LLM OpenAI Notebook
This repository contains Jupyter notebooks to explore and utilize OpenAI's Large Language Models (LLMs) for various applications, including chatbots, retrieval-augmented generation, text generation, prompt engineering, and vector embedding. These notebooks provide a comprehensive toolkit for working with OpenAI models in diverse contexts.
Repository Structure
- OPENAI-CHAT.ipynb: Demonstrates the setup of a chatbot using OpenAI models, focusing on conversational interactions and response generation.
- OPENAI-RAG.ipynb: Implements Retrieval-Augmented Generation (RAG), combining retrieval of relevant data with OpenAI model responses for context-aware answers.
- OPENAI-TEXTGEN.ipynb: Focuses on text generation using OpenAI models, suitable for creative writing, content creation, and informative text outputs.

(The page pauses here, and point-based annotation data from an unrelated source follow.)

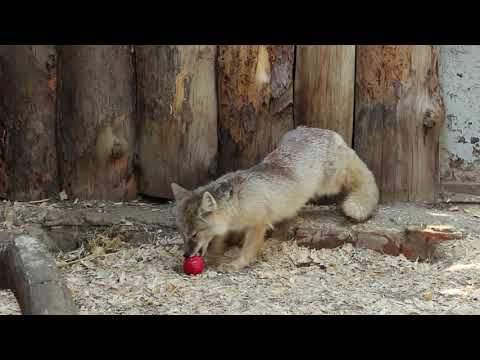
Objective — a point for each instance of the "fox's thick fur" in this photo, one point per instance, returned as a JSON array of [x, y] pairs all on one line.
[[308, 163]]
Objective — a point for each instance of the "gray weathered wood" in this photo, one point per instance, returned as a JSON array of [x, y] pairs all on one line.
[[96, 121], [30, 272], [255, 90], [324, 87], [177, 107], [398, 115], [28, 157]]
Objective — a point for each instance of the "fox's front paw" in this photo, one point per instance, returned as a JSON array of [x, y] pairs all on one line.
[[232, 266], [215, 260]]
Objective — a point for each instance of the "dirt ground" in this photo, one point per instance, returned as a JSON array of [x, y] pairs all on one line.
[[110, 275]]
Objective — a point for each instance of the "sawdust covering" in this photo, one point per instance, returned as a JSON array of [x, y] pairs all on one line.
[[110, 276]]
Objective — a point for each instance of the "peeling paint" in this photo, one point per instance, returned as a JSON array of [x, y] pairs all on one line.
[[459, 142]]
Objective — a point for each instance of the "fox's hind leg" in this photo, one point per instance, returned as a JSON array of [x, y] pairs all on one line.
[[362, 191]]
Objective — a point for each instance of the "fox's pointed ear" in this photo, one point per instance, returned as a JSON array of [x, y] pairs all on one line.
[[179, 192], [209, 203]]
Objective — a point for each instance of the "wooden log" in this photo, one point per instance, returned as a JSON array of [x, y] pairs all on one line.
[[414, 242], [96, 121], [255, 94], [30, 272], [398, 116], [28, 158], [177, 107], [324, 87]]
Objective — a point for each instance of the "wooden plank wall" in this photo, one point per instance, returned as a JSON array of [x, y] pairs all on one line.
[[125, 120]]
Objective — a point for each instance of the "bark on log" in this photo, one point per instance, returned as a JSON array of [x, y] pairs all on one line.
[[255, 90], [28, 158], [96, 121], [324, 87], [398, 116], [328, 230], [30, 272], [177, 107]]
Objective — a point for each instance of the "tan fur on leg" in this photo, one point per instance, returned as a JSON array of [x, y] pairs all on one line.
[[254, 239]]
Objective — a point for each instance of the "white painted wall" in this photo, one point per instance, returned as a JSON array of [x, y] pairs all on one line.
[[460, 138]]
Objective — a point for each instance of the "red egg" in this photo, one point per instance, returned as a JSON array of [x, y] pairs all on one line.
[[194, 265]]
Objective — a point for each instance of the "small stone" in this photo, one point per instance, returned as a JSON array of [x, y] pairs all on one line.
[[63, 195], [428, 296]]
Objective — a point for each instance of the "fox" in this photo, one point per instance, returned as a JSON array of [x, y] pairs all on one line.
[[308, 163]]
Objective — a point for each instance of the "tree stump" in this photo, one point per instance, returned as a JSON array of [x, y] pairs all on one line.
[[177, 107], [324, 87], [96, 121], [255, 90], [398, 116], [28, 158]]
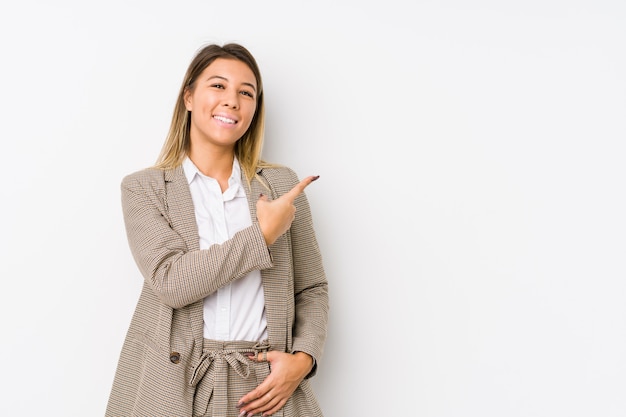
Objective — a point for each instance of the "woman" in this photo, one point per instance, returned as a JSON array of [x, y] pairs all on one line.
[[232, 317]]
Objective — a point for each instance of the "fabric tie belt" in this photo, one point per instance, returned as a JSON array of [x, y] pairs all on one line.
[[220, 355]]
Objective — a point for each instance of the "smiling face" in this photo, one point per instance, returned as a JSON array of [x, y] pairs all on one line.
[[222, 104]]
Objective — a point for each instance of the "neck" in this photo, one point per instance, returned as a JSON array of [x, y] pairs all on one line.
[[214, 163]]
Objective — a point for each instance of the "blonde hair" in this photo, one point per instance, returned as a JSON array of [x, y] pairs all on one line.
[[248, 148]]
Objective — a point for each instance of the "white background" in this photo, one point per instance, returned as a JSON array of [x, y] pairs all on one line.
[[470, 208]]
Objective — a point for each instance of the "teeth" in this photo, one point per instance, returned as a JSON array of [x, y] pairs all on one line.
[[224, 119]]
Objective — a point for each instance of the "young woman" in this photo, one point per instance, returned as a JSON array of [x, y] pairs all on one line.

- OPENAI_PROMPTING.ipynb: Provides methods and techniques for effective prompt engineering, demonstrating how to optimize prompts to guide model behavior.

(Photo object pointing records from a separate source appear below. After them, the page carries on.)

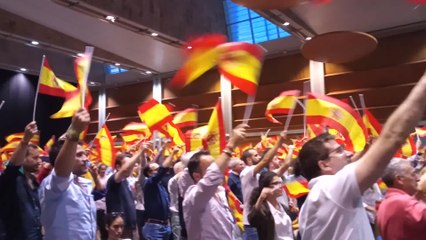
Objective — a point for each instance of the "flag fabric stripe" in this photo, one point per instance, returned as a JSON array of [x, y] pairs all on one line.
[[186, 118], [154, 114], [340, 116], [281, 105]]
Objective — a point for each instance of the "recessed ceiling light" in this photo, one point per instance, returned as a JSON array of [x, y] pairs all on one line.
[[110, 18]]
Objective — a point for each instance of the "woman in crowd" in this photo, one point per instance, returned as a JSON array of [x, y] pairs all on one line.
[[267, 215], [114, 225]]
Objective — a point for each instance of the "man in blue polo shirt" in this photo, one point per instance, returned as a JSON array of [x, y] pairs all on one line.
[[157, 212], [19, 202]]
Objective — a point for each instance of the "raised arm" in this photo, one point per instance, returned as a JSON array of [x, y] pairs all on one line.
[[289, 161], [396, 130], [128, 166], [270, 154], [18, 156], [65, 160]]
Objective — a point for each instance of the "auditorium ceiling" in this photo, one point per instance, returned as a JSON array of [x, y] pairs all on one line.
[[64, 27]]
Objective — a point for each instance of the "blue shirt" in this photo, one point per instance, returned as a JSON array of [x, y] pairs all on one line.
[[156, 197], [19, 205], [234, 183], [68, 211]]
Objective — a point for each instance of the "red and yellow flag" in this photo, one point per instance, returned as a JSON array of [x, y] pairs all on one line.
[[241, 64], [238, 62], [186, 118], [49, 144], [51, 85], [328, 111], [216, 140], [105, 146], [297, 187], [421, 132], [281, 105], [373, 126], [203, 56], [174, 133], [154, 114], [195, 138]]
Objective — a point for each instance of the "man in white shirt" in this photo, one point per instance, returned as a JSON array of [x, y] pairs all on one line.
[[333, 208]]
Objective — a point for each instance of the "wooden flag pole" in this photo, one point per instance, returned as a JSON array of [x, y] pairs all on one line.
[[2, 103], [249, 108], [38, 87], [88, 53]]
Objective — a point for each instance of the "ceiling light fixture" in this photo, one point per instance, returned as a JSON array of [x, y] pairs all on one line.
[[110, 18]]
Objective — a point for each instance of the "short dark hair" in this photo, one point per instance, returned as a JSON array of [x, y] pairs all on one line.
[[194, 162], [311, 153], [246, 154], [30, 145], [120, 157]]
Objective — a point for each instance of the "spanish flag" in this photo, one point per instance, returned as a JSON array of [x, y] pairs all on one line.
[[216, 140], [51, 85], [373, 126], [203, 56], [136, 128], [281, 105], [421, 132], [297, 187], [186, 118], [73, 101], [328, 111], [49, 144], [174, 133], [154, 114], [105, 146], [195, 138], [241, 64]]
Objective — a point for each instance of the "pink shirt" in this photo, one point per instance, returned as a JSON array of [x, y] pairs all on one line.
[[401, 216]]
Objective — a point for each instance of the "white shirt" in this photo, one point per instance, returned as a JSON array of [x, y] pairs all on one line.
[[283, 228], [206, 211], [333, 209], [68, 211], [248, 183]]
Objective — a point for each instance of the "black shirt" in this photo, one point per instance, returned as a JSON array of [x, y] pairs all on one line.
[[119, 198], [19, 205]]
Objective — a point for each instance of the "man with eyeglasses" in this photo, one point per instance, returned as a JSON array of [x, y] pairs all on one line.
[[333, 208], [68, 210]]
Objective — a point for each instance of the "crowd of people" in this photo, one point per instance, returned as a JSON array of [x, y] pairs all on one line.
[[183, 197]]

- OPENAI_REFERENCE_RAG.ipynb: An advanced notebook on Retrieval-Augmented Generation that includes reference material integration for highly accurate responses.
- OPENAI_VECTOR_EMB.ipynb: Explores vector embeddings with OpenAI models, showcasing how to use embeddings for similarity search, clustering, and other applications in natural language processing.
Getting Started
Prerequisites
To run these notebooks, you will need:
- Python 3.8+
- Jupyter Notebook
- Dependencies listed in
requirements.txt
Installation
-
Clone the repository:
git clone https://github.com/simonpierreboucher/llm_openai_notebook.git
cd llm_openai_notebook
-
Install the dependencies:
pip install -r requirements.txt
Running the Notebooks
- Start Jupyter Notebook: Open Jupyter by navigating to the repository folder and running:
- Select a Notebook: Open any of the notebooks to explore functionalities such as chat, RAG, or text generation.

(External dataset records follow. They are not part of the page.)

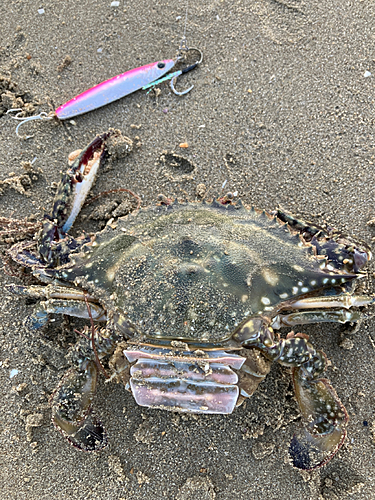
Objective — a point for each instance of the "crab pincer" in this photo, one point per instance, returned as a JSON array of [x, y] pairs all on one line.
[[324, 418]]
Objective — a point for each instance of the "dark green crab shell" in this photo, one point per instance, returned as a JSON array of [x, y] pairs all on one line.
[[195, 271]]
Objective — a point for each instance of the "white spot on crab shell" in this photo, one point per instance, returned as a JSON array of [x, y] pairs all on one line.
[[298, 268], [270, 277]]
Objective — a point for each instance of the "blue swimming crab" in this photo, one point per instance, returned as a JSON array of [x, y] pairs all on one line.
[[191, 295]]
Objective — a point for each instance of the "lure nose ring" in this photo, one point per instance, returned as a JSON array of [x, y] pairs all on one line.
[[185, 70], [42, 116]]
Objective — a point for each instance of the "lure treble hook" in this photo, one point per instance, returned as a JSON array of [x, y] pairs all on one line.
[[173, 76], [42, 116]]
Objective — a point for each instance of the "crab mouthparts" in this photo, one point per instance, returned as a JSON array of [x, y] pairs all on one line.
[[184, 382]]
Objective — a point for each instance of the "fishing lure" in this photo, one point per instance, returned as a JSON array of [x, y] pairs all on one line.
[[115, 88]]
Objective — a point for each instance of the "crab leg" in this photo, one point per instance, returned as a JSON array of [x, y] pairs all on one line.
[[347, 301], [71, 194], [71, 409], [315, 316], [70, 307], [72, 400], [324, 416]]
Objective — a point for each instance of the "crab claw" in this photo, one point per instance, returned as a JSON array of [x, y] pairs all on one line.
[[71, 410], [325, 419]]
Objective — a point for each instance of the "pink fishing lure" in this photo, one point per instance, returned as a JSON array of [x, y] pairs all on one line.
[[113, 89]]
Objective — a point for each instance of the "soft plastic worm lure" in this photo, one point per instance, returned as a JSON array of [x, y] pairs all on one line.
[[113, 89]]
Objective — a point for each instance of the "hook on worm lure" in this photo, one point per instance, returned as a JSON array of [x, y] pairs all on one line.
[[115, 88]]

- Follow Instructions: Each notebook contains instructions and steps for interacting with OpenAI models in the respective application.
Use Cases
- Chatbot Development: With
OPENAI-CHAT.ipynb and OPENAI_PROMPTING.ipynb, you can create and optimize a conversational agent.
- Information Retrieval: Use
OPENAI-RAG.ipynb and OPENAI_REFERENCE_RAG.ipynb for applications that require accurate, source-grounded responses.
- Content Creation:
OPENAI-TEXTGEN.ipynb provides tools for generating creative or informational content.
- Embedding and Similarity Search:
OPENAI_VECTOR_EMB.ipynb is ideal for NLP tasks involving similarity matching, clustering, and more.
Contributing
We welcome contributions! Feel free to submit issues or pull requests to enhance the functionality, add features, or fix bugs.
License
This repository is licensed under the MIT License.